VR headsets (Meta Quest, Apple Vision Pro) provide:

  • Stereoscopic camera view from robot head
  • 6-DOF hand tracking per hand
  • Finger tracking for dexterous manipulation
  • Immersive experience for the operator

Exoskeleton-Based Systems

For humanoid robots:

  • Full-body motion capture (suit or marker-based)
  • Real-time retargeting from human skeleton to robot skeleton
  • Handles morphology differences (different limb lengths, DOF)

Retargeting: Human to Robot

When human and robot have different morphologies, retargeting maps human motion to robot motion:

Position-Based Retargeting

Map human keypoint positions to robot end-effector positions:

\[ p_{\text{robot}}^{\text{ee}} = \text{scale} \cdot (p_{\text{human}}^{\text{hand}} - p_{\text{human}}^{\text{ref}}) + p_{\text{robot}}^{\text{ref}} \]

Then use inverse kinematics (IK) to solve for robot joint angles.

Joint-Angle Retargeting

Map human joint angles directly to robot joint angles, with appropriate scaling:

\[ q_{\text{robot}} = A \cdot q_{\text{human}} + b \]

where \(A\) and \(b\) account for joint range differences and kinematic mapping.

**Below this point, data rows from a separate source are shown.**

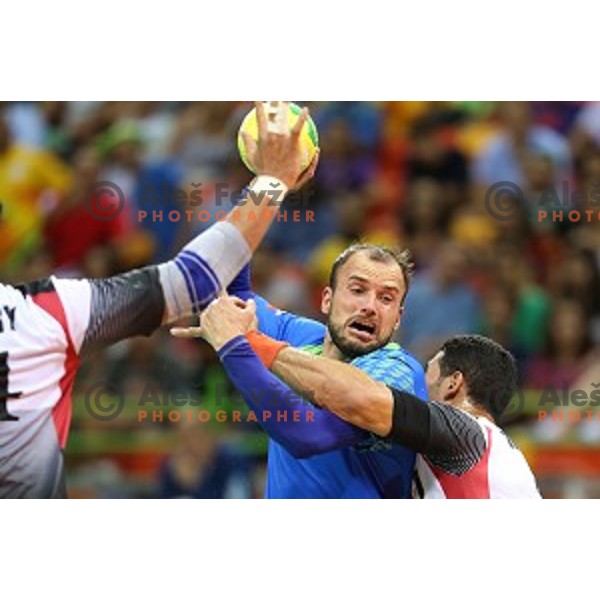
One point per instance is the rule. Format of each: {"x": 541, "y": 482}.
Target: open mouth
{"x": 363, "y": 330}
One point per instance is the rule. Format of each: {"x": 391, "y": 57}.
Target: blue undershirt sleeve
{"x": 301, "y": 428}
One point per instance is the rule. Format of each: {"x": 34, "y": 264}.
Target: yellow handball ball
{"x": 309, "y": 138}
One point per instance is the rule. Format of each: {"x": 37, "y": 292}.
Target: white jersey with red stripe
{"x": 500, "y": 472}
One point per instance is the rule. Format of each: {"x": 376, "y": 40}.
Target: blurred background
{"x": 413, "y": 174}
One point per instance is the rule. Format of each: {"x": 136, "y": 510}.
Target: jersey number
{"x": 4, "y": 394}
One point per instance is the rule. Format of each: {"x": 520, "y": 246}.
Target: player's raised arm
{"x": 101, "y": 312}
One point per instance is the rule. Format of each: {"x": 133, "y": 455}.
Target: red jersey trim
{"x": 63, "y": 410}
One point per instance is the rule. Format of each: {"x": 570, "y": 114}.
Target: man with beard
{"x": 313, "y": 453}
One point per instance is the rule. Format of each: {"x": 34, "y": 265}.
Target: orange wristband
{"x": 265, "y": 347}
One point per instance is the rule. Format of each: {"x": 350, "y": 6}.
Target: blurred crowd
{"x": 522, "y": 267}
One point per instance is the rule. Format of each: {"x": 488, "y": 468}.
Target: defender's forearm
{"x": 341, "y": 388}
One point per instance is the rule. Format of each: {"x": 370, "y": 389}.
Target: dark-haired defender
{"x": 313, "y": 453}
{"x": 470, "y": 381}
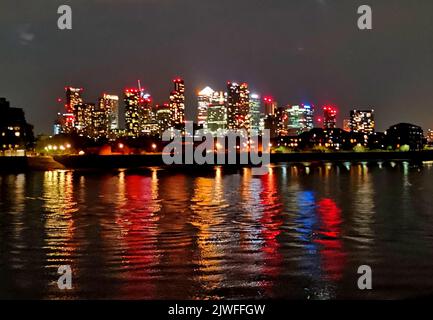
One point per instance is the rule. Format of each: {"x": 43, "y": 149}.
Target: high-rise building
{"x": 133, "y": 112}
{"x": 177, "y": 103}
{"x": 238, "y": 106}
{"x": 15, "y": 133}
{"x": 362, "y": 121}
{"x": 329, "y": 117}
{"x": 216, "y": 122}
{"x": 255, "y": 106}
{"x": 299, "y": 119}
{"x": 73, "y": 97}
{"x": 346, "y": 125}
{"x": 430, "y": 136}
{"x": 204, "y": 100}
{"x": 405, "y": 134}
{"x": 163, "y": 117}
{"x": 270, "y": 106}
{"x": 109, "y": 104}
{"x": 84, "y": 119}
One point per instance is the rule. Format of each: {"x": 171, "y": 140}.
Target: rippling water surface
{"x": 300, "y": 232}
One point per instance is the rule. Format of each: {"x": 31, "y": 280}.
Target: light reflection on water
{"x": 301, "y": 231}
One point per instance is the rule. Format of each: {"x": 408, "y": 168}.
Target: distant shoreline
{"x": 44, "y": 163}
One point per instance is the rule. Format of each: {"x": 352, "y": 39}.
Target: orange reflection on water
{"x": 271, "y": 222}
{"x": 139, "y": 234}
{"x": 333, "y": 255}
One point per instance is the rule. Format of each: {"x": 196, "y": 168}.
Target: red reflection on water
{"x": 271, "y": 222}
{"x": 139, "y": 234}
{"x": 333, "y": 255}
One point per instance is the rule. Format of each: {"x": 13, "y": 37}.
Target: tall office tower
{"x": 346, "y": 125}
{"x": 16, "y": 135}
{"x": 216, "y": 121}
{"x": 299, "y": 119}
{"x": 110, "y": 105}
{"x": 133, "y": 112}
{"x": 177, "y": 103}
{"x": 255, "y": 106}
{"x": 238, "y": 106}
{"x": 430, "y": 136}
{"x": 163, "y": 118}
{"x": 84, "y": 117}
{"x": 329, "y": 117}
{"x": 362, "y": 121}
{"x": 204, "y": 100}
{"x": 270, "y": 106}
{"x": 148, "y": 124}
{"x": 73, "y": 97}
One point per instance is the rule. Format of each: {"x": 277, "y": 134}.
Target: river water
{"x": 299, "y": 232}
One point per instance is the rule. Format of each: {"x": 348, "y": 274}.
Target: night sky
{"x": 300, "y": 51}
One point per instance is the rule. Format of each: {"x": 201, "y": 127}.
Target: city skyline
{"x": 295, "y": 52}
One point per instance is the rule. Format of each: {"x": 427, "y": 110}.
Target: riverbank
{"x": 42, "y": 163}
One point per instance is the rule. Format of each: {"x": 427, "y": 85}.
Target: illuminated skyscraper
{"x": 109, "y": 104}
{"x": 299, "y": 119}
{"x": 329, "y": 117}
{"x": 217, "y": 114}
{"x": 73, "y": 97}
{"x": 204, "y": 100}
{"x": 163, "y": 117}
{"x": 362, "y": 121}
{"x": 255, "y": 106}
{"x": 177, "y": 102}
{"x": 148, "y": 120}
{"x": 346, "y": 125}
{"x": 270, "y": 106}
{"x": 84, "y": 117}
{"x": 238, "y": 106}
{"x": 133, "y": 112}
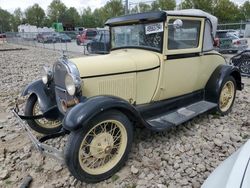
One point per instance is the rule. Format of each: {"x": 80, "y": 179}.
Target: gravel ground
{"x": 181, "y": 157}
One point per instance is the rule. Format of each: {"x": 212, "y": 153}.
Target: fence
{"x": 71, "y": 41}
{"x": 242, "y": 28}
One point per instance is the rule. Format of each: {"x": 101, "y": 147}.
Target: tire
{"x": 78, "y": 138}
{"x": 227, "y": 95}
{"x": 40, "y": 125}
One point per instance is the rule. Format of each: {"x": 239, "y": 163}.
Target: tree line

Optimization-Based Retargeting

Solve an optimization problem at each frame:

\[ q_t^* = \arg\min_q \sum_i w_i \| \text{FK}_i(q) - p_i^{\text{target}} \|^2 + \lambda \| q - q_{t-1} \|^2 \]

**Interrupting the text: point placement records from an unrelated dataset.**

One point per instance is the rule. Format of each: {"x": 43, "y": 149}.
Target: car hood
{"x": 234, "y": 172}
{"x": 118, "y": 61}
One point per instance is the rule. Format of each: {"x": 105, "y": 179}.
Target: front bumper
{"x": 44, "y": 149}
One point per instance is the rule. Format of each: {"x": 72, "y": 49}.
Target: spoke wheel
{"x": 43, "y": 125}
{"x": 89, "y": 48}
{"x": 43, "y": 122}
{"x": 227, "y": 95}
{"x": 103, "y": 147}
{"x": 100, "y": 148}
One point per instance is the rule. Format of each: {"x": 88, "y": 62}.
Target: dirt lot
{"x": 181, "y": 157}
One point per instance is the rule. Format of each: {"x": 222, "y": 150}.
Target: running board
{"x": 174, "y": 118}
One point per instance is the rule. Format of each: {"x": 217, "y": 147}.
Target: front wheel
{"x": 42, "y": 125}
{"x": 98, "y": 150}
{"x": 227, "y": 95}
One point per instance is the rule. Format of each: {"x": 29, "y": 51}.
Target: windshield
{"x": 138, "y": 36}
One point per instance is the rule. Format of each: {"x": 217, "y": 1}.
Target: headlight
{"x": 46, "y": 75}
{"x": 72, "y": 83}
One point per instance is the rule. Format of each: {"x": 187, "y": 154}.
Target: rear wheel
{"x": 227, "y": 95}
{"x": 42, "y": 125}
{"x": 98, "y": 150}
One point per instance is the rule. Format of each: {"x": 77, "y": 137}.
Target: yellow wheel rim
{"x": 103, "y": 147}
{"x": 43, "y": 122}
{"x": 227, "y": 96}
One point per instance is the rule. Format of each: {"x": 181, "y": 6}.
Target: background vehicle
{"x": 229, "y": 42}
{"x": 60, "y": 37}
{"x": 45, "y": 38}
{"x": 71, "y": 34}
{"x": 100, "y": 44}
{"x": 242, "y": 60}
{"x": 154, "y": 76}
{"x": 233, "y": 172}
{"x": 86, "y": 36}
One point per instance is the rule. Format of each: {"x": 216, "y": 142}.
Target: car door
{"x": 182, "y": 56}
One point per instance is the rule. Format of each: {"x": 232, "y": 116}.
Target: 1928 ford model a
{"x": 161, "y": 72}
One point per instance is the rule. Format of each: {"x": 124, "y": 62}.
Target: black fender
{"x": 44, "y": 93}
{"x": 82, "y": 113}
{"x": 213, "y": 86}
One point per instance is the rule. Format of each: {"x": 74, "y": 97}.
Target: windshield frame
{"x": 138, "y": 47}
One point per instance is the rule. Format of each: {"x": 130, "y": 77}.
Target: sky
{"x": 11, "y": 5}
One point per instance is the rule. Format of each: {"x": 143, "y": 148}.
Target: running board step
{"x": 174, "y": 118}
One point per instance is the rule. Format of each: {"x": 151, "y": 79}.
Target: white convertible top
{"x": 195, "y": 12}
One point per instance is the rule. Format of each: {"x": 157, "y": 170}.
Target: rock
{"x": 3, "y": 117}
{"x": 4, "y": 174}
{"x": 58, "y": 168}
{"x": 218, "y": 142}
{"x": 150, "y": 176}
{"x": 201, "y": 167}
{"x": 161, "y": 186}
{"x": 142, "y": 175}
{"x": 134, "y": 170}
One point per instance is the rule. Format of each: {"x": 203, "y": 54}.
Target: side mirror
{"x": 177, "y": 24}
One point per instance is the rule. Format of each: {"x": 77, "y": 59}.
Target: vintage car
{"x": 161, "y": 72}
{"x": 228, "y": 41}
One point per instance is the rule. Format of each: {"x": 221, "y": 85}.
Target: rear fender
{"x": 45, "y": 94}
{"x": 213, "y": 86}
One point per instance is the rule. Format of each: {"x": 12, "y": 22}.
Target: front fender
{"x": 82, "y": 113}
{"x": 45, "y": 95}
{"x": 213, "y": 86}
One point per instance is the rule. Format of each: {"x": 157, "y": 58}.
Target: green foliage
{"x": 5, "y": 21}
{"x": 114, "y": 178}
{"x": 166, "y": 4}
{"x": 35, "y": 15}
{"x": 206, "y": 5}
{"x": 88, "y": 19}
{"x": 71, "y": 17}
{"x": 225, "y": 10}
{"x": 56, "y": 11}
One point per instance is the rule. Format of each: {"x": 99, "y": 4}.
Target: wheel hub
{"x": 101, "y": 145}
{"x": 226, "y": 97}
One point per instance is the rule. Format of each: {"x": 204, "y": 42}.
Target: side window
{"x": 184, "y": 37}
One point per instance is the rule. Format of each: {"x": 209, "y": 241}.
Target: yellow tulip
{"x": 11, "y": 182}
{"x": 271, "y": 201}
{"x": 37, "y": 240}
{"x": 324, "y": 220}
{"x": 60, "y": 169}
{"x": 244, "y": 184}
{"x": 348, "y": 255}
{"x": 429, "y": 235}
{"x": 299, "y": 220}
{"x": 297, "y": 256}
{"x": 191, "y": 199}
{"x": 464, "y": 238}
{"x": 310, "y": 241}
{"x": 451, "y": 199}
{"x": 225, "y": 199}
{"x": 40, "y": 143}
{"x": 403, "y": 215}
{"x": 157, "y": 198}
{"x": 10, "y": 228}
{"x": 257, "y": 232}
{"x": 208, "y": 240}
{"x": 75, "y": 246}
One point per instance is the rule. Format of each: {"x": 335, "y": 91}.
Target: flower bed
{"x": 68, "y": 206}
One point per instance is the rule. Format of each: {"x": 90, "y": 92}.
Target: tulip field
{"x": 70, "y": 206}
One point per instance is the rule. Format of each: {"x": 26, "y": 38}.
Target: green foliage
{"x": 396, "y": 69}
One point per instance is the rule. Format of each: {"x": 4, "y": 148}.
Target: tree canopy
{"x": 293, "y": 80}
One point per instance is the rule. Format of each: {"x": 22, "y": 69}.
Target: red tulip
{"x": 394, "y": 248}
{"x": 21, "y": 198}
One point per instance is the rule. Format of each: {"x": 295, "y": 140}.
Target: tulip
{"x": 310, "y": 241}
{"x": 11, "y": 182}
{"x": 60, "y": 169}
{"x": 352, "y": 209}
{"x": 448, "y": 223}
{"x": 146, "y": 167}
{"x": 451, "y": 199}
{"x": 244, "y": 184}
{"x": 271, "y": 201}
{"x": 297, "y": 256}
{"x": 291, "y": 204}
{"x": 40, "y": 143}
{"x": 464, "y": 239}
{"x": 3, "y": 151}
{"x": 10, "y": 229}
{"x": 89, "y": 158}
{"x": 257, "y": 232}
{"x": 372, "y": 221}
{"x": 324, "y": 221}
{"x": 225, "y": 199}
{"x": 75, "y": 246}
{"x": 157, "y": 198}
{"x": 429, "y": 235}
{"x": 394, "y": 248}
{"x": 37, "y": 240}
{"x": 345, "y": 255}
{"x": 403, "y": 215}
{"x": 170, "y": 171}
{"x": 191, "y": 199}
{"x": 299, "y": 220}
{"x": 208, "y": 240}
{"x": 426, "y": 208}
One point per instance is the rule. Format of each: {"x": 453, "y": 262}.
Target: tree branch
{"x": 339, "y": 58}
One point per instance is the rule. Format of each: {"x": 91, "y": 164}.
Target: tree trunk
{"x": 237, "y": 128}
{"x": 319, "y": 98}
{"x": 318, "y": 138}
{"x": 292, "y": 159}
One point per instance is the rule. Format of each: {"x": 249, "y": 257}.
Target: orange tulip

where \(\text{FK}_i\) is forward kinematics for keypoint \(i\), \(p_i^{\text{target}}\) is the desired position, and the second term ensures smoothness.

Data Quality for Learning

The quality of teleoperation data critically affects downstream policy learning:

Factors Affecting Data Quality

Factor Impact Mitigation
Operator skill Large β€” expert demonstrations are much more useful Training, practice sessions
Control latency Delays cause jerky, suboptimal motions Low-latency hardware, predictive display
Workspace mismatch Human and robot workspaces differ Careful calibration, scaling
Recording artifacts Noise, dropped frames, calibration errors Post-processing, filtering

Best Practices

  1. Consistent setup: Same camera angles, lighting, object placement
  2. Multiple operators: Diverse demonstration styles improve generalization
  3. Task decomposition: Collect demonstrations for subtasks when full tasks are too long
  4. Quality filtering: Review and discard failed or low-quality demonstrations
  5. Annotation: Record task success/failure labels, phase boundaries, language descriptions

Key References

  • Zhao, T.Z., et al. (2023). "Learning Fine-Grained Bimanual Manipulation with Low-Cost Hardware." RSS.
  • Wu, H., et al. (2024). "GELLO: A General, Low-Cost, and Intuitive Teleoperation Framework for Robot Manipulators." RSS.
  • Chi, C., et al. (2024). "Universal Manipulation Interface: In-The-Wild Robot Teaching Without In-The-Wild Robots." RSS.
  • Cheng, X., et al. (2024). "Open-TeleVision: Teleoperation with Immersive Active Visual Feedback." arXiv.
  • He, L., et al. (2024). "OmniH2O: Universal and Dexterous Human-to-Humanoid Whole-Body Teleoperation and Learning." arXiv.